More recently, farmers in northeastern China have mixed bajiao into animal feed because it keeps livestock warm through the winter. Although most star anise is consumed domestically, a small export market also exists. The French, for example, are increasingly using star anise as flavoring for Pernod and other anisette liqueurs. And in the United States, star anise is found in five-spice powders available in grocery stores.

When Tamiflu was invented nearly a decade ago by researchers at Gilead Sciences Inc. in California, they used a different substance, quinic acid from the tropical cinchona tree. But when Switzerland-based Roche Holding AG bought a license to make the drug, it substituted a form of star anise found in southwestern China.

This year, with bird flu hopscotching from Southeast Asia to Turkey to Britain, Roche has embarked on an expansion campaign aimed at increasing the production of Tamiflu tenfold over 2003 levels by the end of next year. Guangxi province — home to 90 percent of China's star anise, which is itself the source of 90 percent of the global supply — has become the heart of a crucial industry.
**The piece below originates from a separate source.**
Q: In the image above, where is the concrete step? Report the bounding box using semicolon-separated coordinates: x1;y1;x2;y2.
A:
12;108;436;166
Health authorities do not recommend using star anise to try to ward off the flu. While production of Tamiflu starts with the acid contained in star anise, it involves multiple chemical steps, some using dangerous explosives, and the resulting drug does not resemble the original material. Moreover, the U.S. Food and Drug Administration warned in 2003 that some star anise teas sold in health-food stores were making people dangerously ill. These were thought to be made from Japanese star anise, which contains a dangerous compound not present in the Chinese spice. The FDA warned that "Japanese star anise in its dried or processed form cannot be distinguished from Chinese star anise through visual examination."

Pharmaceutical companies, who previously purchased little bajiao, are buying half the stocks, say traders. Some of them are processing star anise into shikimic acid for sale to Roche. A freshly sprouted star anise tree takes six years to produce fruit. So supply is likely to remain tight for some time.